En circulant beaucoup dans les environs de Kuta, rares sont les jours où je ne suis pas témoin d’un accident de la route. Récemment encore, un motard percutait devant mes yeux une voiture en stationnement. À Sanglah, on ne pouvait plus que constater le décès suite à une double fracture du crâne de la victime : un touriste en état d’ivresse, conduisant sans casque.

Avant de se lancer dans le chaos du trafic ambiant, il est préférable d’être conscient des singularités les plus surprenantes. Tout d’abord, il faut oublier le code de la route de notre chère patrie, en commençant par les règles élémentaires. Ainsi, la priorité appartient au plus fort, c’est-à-dire au véhicule le plus puissant. Ensuite, on aurait tort de se fier aux clignotants, à une ligne blanche ou au respect des feux tricolores.

La conduite insouciante d’un Balinais ne se limite pas au côté gauche de la route : il utilise l’espace disponible dans toute sa largeur, surtout là où ça avance le plus vite. Convaincu que son karma le protège aussi contre les accidents de la route, il s’engage sur la chaussée comme si les autres n’existaient pas. Pour éviter un accrochage, il faut savoir pressentir des démarrages subits, des écarts sans raison apparente et des dépassements aux endroits les plus dangereux.

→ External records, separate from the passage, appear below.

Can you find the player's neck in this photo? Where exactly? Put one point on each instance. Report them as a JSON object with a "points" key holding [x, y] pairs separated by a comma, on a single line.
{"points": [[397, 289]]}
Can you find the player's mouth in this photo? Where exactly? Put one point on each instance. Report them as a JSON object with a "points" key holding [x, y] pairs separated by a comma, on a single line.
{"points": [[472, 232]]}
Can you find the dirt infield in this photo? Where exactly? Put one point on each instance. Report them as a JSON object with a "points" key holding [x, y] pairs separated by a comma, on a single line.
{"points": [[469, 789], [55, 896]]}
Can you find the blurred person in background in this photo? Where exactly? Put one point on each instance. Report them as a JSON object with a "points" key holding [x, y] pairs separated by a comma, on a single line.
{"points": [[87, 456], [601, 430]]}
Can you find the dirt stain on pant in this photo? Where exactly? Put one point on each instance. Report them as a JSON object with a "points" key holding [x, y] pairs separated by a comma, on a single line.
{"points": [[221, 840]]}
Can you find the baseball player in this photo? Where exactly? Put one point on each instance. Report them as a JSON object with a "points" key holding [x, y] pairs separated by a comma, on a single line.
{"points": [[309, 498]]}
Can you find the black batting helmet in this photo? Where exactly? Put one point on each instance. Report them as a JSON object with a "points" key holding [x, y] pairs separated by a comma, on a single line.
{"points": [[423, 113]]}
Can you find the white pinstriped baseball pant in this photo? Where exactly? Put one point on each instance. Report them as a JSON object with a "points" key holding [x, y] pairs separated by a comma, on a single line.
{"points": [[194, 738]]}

Certains groupes de motocyclistes sont cruellement limités dans leurs mouvements : marchands ambulants, croulant sous des montagnes de produits; commerçants revenant du marché avec des quintaux de victuailles; couples partant à la cérémonie, la femme se balançant en amazone au gré des bosses, essayant de conserver l’équilibre instable de ses volumineuses offrandes; familles de trois, quatre, voire cinq personnes. Des étourdis roulent en gesticulant ou en rêvassant sans regarder devant eux. La nuit, ils sont nombreux à ne pas allumer leurs phares, un fait dont la raison reste un mystère.

À moto, on double les voitures des deux côtés, à l’exception des bemo qui se dépassent par la droite en raison de leurs fréquents arrêts exécutés brutalement. Pour parcourir une faible distance sur une route fréquentée sans avoir à couper la file des véhicules, on longe le trottoir à contresens, c’est-à-dire face aux motos en train de doubler par la gauche. Ce qui ne présente pas trop de problèmes en journée sur une route rectiligne. La nuit, dans des virages bordés d’arbres, ces rencontres sont déjà plus hasardeuses, surtout si le « contrevenant » n’a pas jugé utile d’allumer ses phares sur une si faible distance.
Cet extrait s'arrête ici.